Recent Grad's Essay on Public Service Value of Presby Education Wins Magazine Contest

Whitley Raney, a recent graduate  from Wilmington, has won the 2013 Presbyterian Outlook magazine Church-College Partnership Award for her essay on the topic, "How My Education at My PC(USA)-Related College Has Prepared Me for Significant Service and Leadership."

More than 30 students from colleges across the country entered the annual contest, which carries a $1,000 prize, an article in an upcoming edition of the Presbyterian Outlook, and publication of her essay in the Presbyterian Outlook 2014 Guide to PC(USA)-Related Colleges and Universities.

Raney graduated with honors in anthropology, and a Latin American studies major. She has for many years concerned herself with the plight of Latin American immigrants. Her senior honors thesis was titled "Maternal Health of Latina Immigrants in North Carolina."

Last summer she was an outreach worker for the N.C. Farmworker Health Program, conducting health education classes in Spanish on nutrition, pesticide exposure, and heat illness. She also completed intensive training on farmworker issues in the Southeast, and developed community awareness presentations about farmworker issues.

During summer 2011 she was an intern on the Guatemala Human Rights Commission in Washington, D.C. She edited and translated primary sources documents of immigrant testimonies, and researched and published information about indigenous land rights, maternal health, and special military forces in Guatemala.

Raney studied abroad at the Universidad San Francisco de Quito, in Quito, Ecuador, for the school year 2011 to 2012, and served as an assistant teacher in Davidson's Department of Hispanic Studies.

How My Education at my PC(USA)-Related College Has Prepared Me for Significant Service and Leadership

Republished with permission from The Presbyterian Outlook

I was sitting in my advisor's office a couple of weeks ago, on the edge of a meltdown. Another article had been published that morning; one of the ones that makes me want to scream or cry or both. It was detailing the stories of more undocumented North Carolina families who had been recently separated by deportations. My friends were being deported, and the real reason I was upset because I couldn't figure out what I am supposed to do with my life next year.

In applying for jobs, I kept coming back to the frustration and passion that I felt around issues of injustice that I see in my own state. I couldn't shake the feeling of obligation to stay here and do something about it. At some point in the middle of this outburst of debate, my professor stopped me asked,

"Do you know what your problem is?"

I blabbered something about the fact that I am graduating in a couple of months, and although I have a pretty good idea about what I want my life to look like, I don't know what I should do next year.

"No", he responded. "You're just too darn Presbyterian."

He's a Presbyterian minister, so I guess he's allowed to say that, but it didn't necessarily help my qualms about what I was being called to do. Sometimes I think that he overestimates my knowledge of Presbyterian theology, but his point was a good one.

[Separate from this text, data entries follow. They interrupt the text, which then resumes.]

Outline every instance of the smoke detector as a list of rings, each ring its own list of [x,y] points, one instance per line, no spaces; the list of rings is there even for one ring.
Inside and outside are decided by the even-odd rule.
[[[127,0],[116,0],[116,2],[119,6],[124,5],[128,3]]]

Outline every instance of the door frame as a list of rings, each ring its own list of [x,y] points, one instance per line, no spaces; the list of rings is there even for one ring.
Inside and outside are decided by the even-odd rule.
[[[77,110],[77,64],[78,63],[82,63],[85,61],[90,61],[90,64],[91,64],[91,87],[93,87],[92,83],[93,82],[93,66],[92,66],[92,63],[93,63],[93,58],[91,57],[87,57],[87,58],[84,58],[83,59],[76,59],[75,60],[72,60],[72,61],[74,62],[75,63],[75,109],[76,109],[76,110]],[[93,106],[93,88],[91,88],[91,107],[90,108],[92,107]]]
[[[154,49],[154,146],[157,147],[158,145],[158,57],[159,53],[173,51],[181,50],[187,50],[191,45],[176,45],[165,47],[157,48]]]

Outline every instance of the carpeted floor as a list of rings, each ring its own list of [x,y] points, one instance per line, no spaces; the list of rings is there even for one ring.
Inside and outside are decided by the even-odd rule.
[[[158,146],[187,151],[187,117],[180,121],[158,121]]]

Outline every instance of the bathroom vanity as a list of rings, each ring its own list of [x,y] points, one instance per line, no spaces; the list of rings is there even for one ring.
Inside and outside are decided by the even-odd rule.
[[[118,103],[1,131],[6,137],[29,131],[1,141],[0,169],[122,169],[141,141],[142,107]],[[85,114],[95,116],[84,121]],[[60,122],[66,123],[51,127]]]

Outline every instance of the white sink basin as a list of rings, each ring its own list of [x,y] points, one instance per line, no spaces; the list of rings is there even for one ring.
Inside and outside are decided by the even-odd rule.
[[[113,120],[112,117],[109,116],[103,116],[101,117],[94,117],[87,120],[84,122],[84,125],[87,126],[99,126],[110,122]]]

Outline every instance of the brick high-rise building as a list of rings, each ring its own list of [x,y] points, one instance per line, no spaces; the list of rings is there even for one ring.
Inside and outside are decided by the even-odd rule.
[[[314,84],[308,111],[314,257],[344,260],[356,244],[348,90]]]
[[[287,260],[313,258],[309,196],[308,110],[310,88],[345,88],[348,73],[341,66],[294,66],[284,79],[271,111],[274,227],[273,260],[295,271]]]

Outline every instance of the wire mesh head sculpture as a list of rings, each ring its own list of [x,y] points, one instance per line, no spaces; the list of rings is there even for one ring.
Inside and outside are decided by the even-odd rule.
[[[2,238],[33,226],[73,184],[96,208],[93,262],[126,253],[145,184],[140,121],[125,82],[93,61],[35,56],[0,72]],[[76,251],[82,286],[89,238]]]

He told me that these doubts and my struggles are good problems and they are very much in line with my reformed tradition.

My education at a Presbyterian college has allowed me not only to critically consider the world and the actors and the inequalities that are present in it, but also to consider where I stand in that world and what my role is in those injustices. Using these concerns and an awareness of the world and the mission to bring heaven to earth, I look for my calling. I am deeply concerned about how my faith and my life are related and what my responsibilities are to those around me, something that the church and my school teaches is very much a part of what my purpose is.

I had to articulate recently why I was drawn to the non-profit work that I have been involved in. Although it didn't seem entirely professional to me, I had to answer through the lens of my faith and my Christian tradition. My education has shown me that everything I do is framed through my ultimate understanding of who God is. Being a missionary to the world means more than being employed by the church.

It means more than going to seminary or becoming a minister. It means living every day through the light of my faith and that I can be whatever I am called to be, as long as I am good at it and I approach it through the goal of living out the gospel message in the world.

In a religion class that I took my freshman year, we read an essay by Calvin that talked about Christian vocation. I am an Anthropology and Latin American studies major, and although those two might not seem explicitly related to faith, I see them as being very much a direct extension of it. The Calvinistic tradition challenges us to engage in the world and be the hands and feet of Jesus in our own societies.

The ways that I engage and the feelings of frustration or of responsibility that I feel called to are intimately connected to my understanding of my Christian tradition and the way that it has been nurtured throughout my college experience in what I have studied. I still don't know where I will be living next year or where my life will ultimately take me, but I know that it will take me to a place where I am engaged in the world as a missionary and as a Christian.